What she needed from the grocery store. How she was going to ask her husband for money to pay for the new shoes the kids needed. Mostly she said, she went round and round trying to figure out what she could do differently to prevent her husband’s rages. May be if she had dinner ready on time (her husband came home at odd hours.) Maybe if the kids toys were all picked up (sometimes her husband was home all day.) You get the picture… her stress was escalating out of control as she was consumed by solving an unsolvable problem.
No matter what our life circumstance, living in the future robs us of the peace and rejuvenation the present can bring.
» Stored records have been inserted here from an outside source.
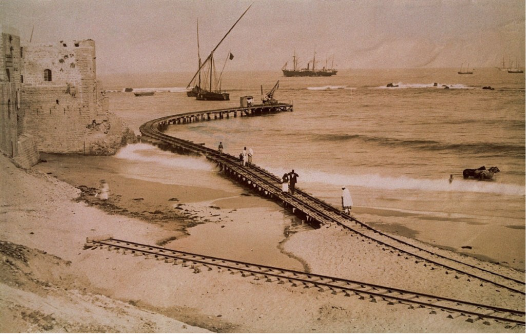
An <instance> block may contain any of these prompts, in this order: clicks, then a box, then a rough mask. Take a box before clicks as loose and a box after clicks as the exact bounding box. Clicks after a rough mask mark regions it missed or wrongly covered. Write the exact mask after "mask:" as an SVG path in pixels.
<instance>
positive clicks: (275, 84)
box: [261, 80, 279, 104]
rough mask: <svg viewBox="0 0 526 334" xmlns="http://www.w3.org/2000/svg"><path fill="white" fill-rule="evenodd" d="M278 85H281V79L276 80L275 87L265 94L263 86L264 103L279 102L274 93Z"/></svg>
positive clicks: (261, 99) (261, 91) (277, 88)
mask: <svg viewBox="0 0 526 334" xmlns="http://www.w3.org/2000/svg"><path fill="white" fill-rule="evenodd" d="M278 87H279V80H278V82H276V84H275V85H274V87H272V89H271V90H270V91H269V92H268V93H267V94H265V95H263V85H262V86H261V100H262V102H263V104H277V103H278V101H277V100H276V99H274V93H275V92H276V90H277V89H278Z"/></svg>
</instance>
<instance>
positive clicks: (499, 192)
mask: <svg viewBox="0 0 526 334" xmlns="http://www.w3.org/2000/svg"><path fill="white" fill-rule="evenodd" d="M272 172H273V173H277V175H283V173H285V172H287V171H286V170H281V169H279V170H278V169H276V170H274V171H272ZM300 177H301V182H309V183H321V184H326V185H331V186H334V187H335V189H339V187H341V186H342V185H349V186H356V187H366V188H372V189H384V190H419V191H439V192H471V193H488V194H500V195H511V196H526V187H524V186H520V185H516V184H506V183H497V182H478V181H473V180H471V181H465V180H462V179H461V180H455V181H453V183H449V180H447V179H414V178H410V177H406V176H399V177H389V176H382V175H378V174H362V175H344V174H331V173H325V172H319V171H308V170H303V171H302V172H301V175H300Z"/></svg>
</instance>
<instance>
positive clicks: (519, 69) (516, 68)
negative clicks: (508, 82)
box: [508, 61, 524, 73]
mask: <svg viewBox="0 0 526 334" xmlns="http://www.w3.org/2000/svg"><path fill="white" fill-rule="evenodd" d="M512 66H513V62H511V65H510V68H508V73H524V71H523V70H521V66H520V64H519V62H518V61H515V67H512Z"/></svg>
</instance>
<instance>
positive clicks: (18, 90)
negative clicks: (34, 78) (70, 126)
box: [0, 25, 38, 167]
mask: <svg viewBox="0 0 526 334" xmlns="http://www.w3.org/2000/svg"><path fill="white" fill-rule="evenodd" d="M0 50H1V51H0V52H1V53H0V151H2V152H3V153H4V154H6V155H7V156H9V157H11V158H13V159H14V160H15V161H16V162H17V163H18V164H19V165H21V166H24V167H29V166H31V165H34V164H35V163H37V162H38V151H37V149H36V145H35V142H34V140H33V138H32V137H31V136H30V135H28V134H25V133H24V127H23V123H24V122H23V119H24V108H23V103H22V100H21V86H22V85H21V84H22V82H21V81H22V76H21V65H22V63H21V57H20V56H21V54H20V53H21V48H20V37H19V33H18V31H17V30H16V29H13V28H11V27H7V26H3V25H0Z"/></svg>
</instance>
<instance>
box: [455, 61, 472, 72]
mask: <svg viewBox="0 0 526 334" xmlns="http://www.w3.org/2000/svg"><path fill="white" fill-rule="evenodd" d="M463 65H464V64H462V65H460V71H458V74H473V71H470V70H469V63H468V67H466V70H465V71H463V70H462V66H463Z"/></svg>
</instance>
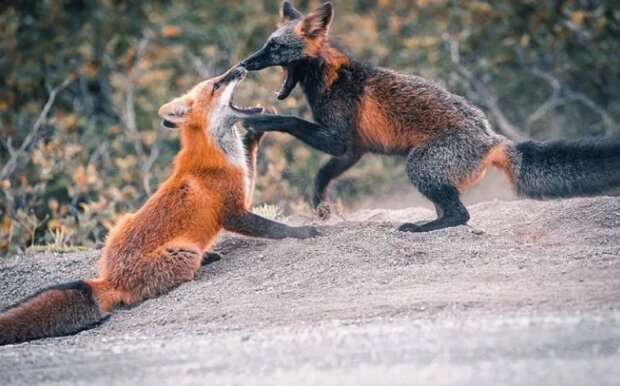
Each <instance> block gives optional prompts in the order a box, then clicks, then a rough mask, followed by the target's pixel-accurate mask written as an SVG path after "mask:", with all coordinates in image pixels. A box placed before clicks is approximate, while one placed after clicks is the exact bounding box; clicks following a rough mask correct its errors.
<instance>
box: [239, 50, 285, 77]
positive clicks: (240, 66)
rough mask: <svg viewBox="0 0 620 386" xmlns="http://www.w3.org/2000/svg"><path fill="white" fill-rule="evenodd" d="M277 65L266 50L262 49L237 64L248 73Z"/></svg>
mask: <svg viewBox="0 0 620 386" xmlns="http://www.w3.org/2000/svg"><path fill="white" fill-rule="evenodd" d="M277 64H278V63H276V61H275V60H274V58H273V57H272V55H270V54H269V52H268V50H267V49H265V48H263V49H260V50H258V51H256V52H255V53H254V54H252V55H250V56H249V57H248V58H246V59H245V60H244V61H242V62H241V63H239V66H240V67H242V68H245V69H246V70H248V71H259V70H262V69H263V68H266V67H270V66H275V65H277Z"/></svg>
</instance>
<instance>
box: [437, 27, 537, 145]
mask: <svg viewBox="0 0 620 386" xmlns="http://www.w3.org/2000/svg"><path fill="white" fill-rule="evenodd" d="M442 38H443V39H444V41H447V42H448V43H449V44H450V60H451V61H452V64H453V65H454V69H455V73H456V74H457V75H458V76H459V77H460V78H461V79H463V80H464V81H466V82H467V83H468V84H469V86H470V87H471V88H472V89H473V91H474V92H475V93H477V94H478V95H480V97H481V98H480V99H481V102H482V103H484V104H485V105H486V107H487V108H488V109H489V111H490V113H491V114H493V116H494V117H495V121H496V123H497V126H498V127H499V129H500V130H501V132H502V133H503V134H504V135H506V136H507V137H508V138H510V139H512V140H513V141H523V140H524V139H526V138H527V137H528V136H527V134H526V133H524V132H523V131H521V130H520V129H519V128H517V127H516V126H515V125H513V124H512V122H510V120H509V119H508V118H507V117H506V115H505V114H504V112H503V111H502V110H501V108H500V107H499V105H498V104H497V97H496V96H495V95H493V94H492V93H491V91H490V90H489V89H488V88H487V87H486V86H485V85H484V83H482V82H481V81H480V80H478V79H476V77H474V75H473V74H472V73H471V71H469V70H468V69H466V68H465V67H464V66H463V65H462V64H461V55H460V47H459V42H458V41H457V40H454V39H452V38H451V37H450V35H449V34H444V35H442Z"/></svg>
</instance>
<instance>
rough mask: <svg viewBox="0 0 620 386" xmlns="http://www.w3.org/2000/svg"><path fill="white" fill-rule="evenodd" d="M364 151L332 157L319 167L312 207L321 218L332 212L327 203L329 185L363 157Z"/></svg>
mask: <svg viewBox="0 0 620 386" xmlns="http://www.w3.org/2000/svg"><path fill="white" fill-rule="evenodd" d="M362 155H363V153H357V152H356V153H347V154H345V155H343V156H340V157H332V159H330V160H329V161H327V163H326V164H325V165H323V166H322V167H321V169H319V172H318V173H317V175H316V178H315V180H314V193H313V194H312V207H313V208H314V209H315V210H316V211H317V214H318V215H319V217H320V218H327V217H329V214H330V209H329V206H328V205H327V203H326V202H325V201H326V198H327V187H328V186H329V183H330V182H331V180H333V179H334V178H337V177H338V176H340V175H342V173H344V172H346V171H347V170H349V169H350V168H351V167H352V166H353V165H355V164H356V163H357V162H358V161H359V160H360V159H361V158H362Z"/></svg>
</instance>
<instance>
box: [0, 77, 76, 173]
mask: <svg viewBox="0 0 620 386" xmlns="http://www.w3.org/2000/svg"><path fill="white" fill-rule="evenodd" d="M74 80H75V75H74V74H69V75H68V76H67V77H66V78H65V80H64V81H63V82H62V83H61V84H59V85H58V86H56V87H54V88H52V89H51V90H50V93H49V96H48V98H47V102H45V105H44V106H43V109H42V110H41V112H40V113H39V116H38V117H37V119H36V121H35V122H34V124H33V125H32V127H31V128H30V131H29V133H28V135H27V136H26V138H25V139H24V142H22V144H21V146H20V147H19V149H17V151H15V150H14V149H13V147H12V142H11V139H10V138H9V139H7V141H6V145H7V149H9V154H10V158H9V160H8V161H7V163H6V165H4V167H3V168H2V170H1V171H0V180H3V179H5V178H8V177H10V176H11V175H12V174H13V172H14V171H15V168H16V167H17V161H18V160H19V158H20V157H21V156H22V154H23V153H24V152H25V151H26V149H28V147H30V145H31V144H32V143H33V142H35V141H36V140H37V137H38V134H39V130H40V129H41V126H43V123H44V122H45V120H46V119H47V114H49V112H50V109H51V108H52V106H53V105H54V102H55V101H56V96H57V95H58V93H59V92H60V91H62V90H63V89H65V88H66V87H67V86H69V84H71V82H73V81H74Z"/></svg>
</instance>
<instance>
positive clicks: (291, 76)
mask: <svg viewBox="0 0 620 386" xmlns="http://www.w3.org/2000/svg"><path fill="white" fill-rule="evenodd" d="M282 70H283V71H284V80H282V85H281V86H280V91H278V92H277V93H276V98H278V99H279V100H283V99H286V97H288V96H289V94H290V93H291V91H293V89H294V88H295V83H296V81H295V79H294V78H293V77H292V76H291V74H290V72H289V70H288V68H287V67H282Z"/></svg>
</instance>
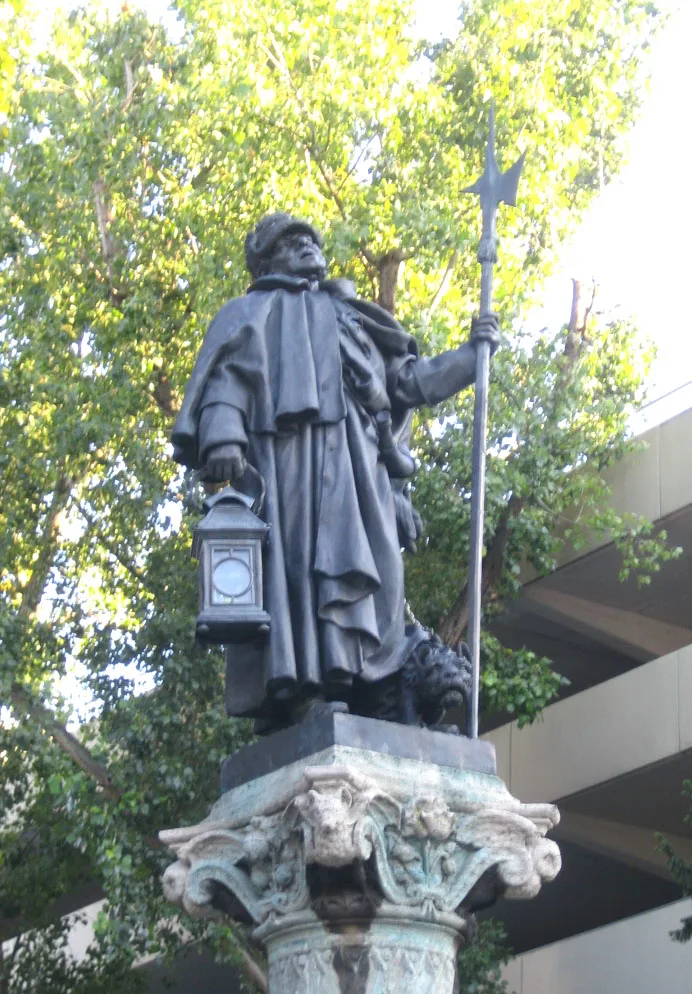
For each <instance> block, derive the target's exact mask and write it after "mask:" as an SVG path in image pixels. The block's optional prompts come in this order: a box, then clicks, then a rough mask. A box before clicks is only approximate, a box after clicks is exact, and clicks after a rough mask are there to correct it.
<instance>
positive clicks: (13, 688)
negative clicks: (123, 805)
mask: <svg viewBox="0 0 692 994" xmlns="http://www.w3.org/2000/svg"><path fill="white" fill-rule="evenodd" d="M10 702H11V704H12V706H13V707H14V708H16V709H17V711H19V712H20V713H21V714H23V715H25V716H27V717H29V718H31V719H32V721H35V722H36V724H37V725H38V726H39V727H40V728H42V729H43V730H44V732H45V733H46V734H47V735H50V737H51V738H52V739H53V741H54V742H55V744H56V745H57V746H58V748H60V749H62V751H63V752H64V753H65V754H66V755H67V756H69V757H70V759H71V760H73V762H75V763H76V764H77V766H78V767H79V768H80V770H82V772H84V773H86V774H87V776H89V777H91V779H92V780H95V781H96V783H97V784H98V785H99V787H101V789H102V790H103V793H104V795H105V796H106V797H107V798H108V799H109V800H111V801H117V800H118V799H119V798H120V797H121V795H122V790H120V788H118V787H114V786H113V781H112V779H111V775H110V773H109V772H108V770H107V769H106V767H105V766H103V765H102V764H101V763H99V762H98V760H96V759H94V757H93V756H92V754H91V753H90V752H89V750H88V749H87V748H86V747H85V746H83V745H82V743H81V742H80V741H79V740H78V739H76V738H75V736H74V735H73V734H72V733H71V732H68V730H67V728H65V726H64V725H63V724H61V722H59V721H58V720H57V718H56V717H55V715H54V714H53V712H52V711H51V710H50V709H49V708H47V707H46V706H45V704H42V703H41V702H40V701H38V700H36V698H35V697H34V696H33V695H32V694H31V693H30V692H29V691H28V690H27V689H26V688H25V687H23V686H22V685H21V684H20V683H14V684H13V685H12V689H11V690H10Z"/></svg>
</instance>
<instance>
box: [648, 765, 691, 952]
mask: <svg viewBox="0 0 692 994" xmlns="http://www.w3.org/2000/svg"><path fill="white" fill-rule="evenodd" d="M682 793H683V796H684V797H686V798H687V800H688V801H690V810H689V812H688V814H686V815H685V823H686V824H688V825H692V780H684V781H683V784H682ZM656 838H657V840H658V845H657V847H656V848H657V849H658V851H659V852H662V853H663V855H664V856H665V857H666V859H667V860H668V870H669V872H670V875H671V876H672V878H673V880H674V881H675V882H676V884H679V885H680V887H681V888H682V893H683V897H692V860H689V859H683V858H682V856H679V855H678V853H677V852H676V851H675V848H674V846H673V845H672V844H671V842H670V841H669V840H668V839H667V838H666V837H665V836H664V835H660V834H657V836H656ZM670 936H671V938H672V939H674V940H675V942H689V941H690V939H692V915H687V916H686V917H685V918H683V919H682V920H681V922H680V928H676V929H674V930H673V931H672V932H671V933H670Z"/></svg>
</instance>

Menial tasks like driving along a country road, doing the dishes, moving the lawn, painting a fence, sweeping the porch, and putting on a new thatch roof (as the fella across the riverbed from me is doing) can become moments to refuel so we are more grounded to face the tough times that life hands out to us all in various forms.
From getting stuck in the mud (pre Land Rover in our little rented car) after the worst storm ever (as we did in Bela Bela in March of 2014), dealing with the unexpected loss of a loved one and struggling to make sense of it, finding someone you care for deeply shutting you out, working for an ‘impossible to please’ boss… and the situations go on.
In my experience people like Laura, and people like you and I can find stress relief right in front of us when we take time to smell the roses, watch a butterfly, listen to a bird or watch the changing landscape as we drive on by.
Living in the present with all our faculties, appreciating the now… because the past is behind us never to be relived and the future is yet to reveal herself… all we have in this very time and space we find ourselves in… Live in it!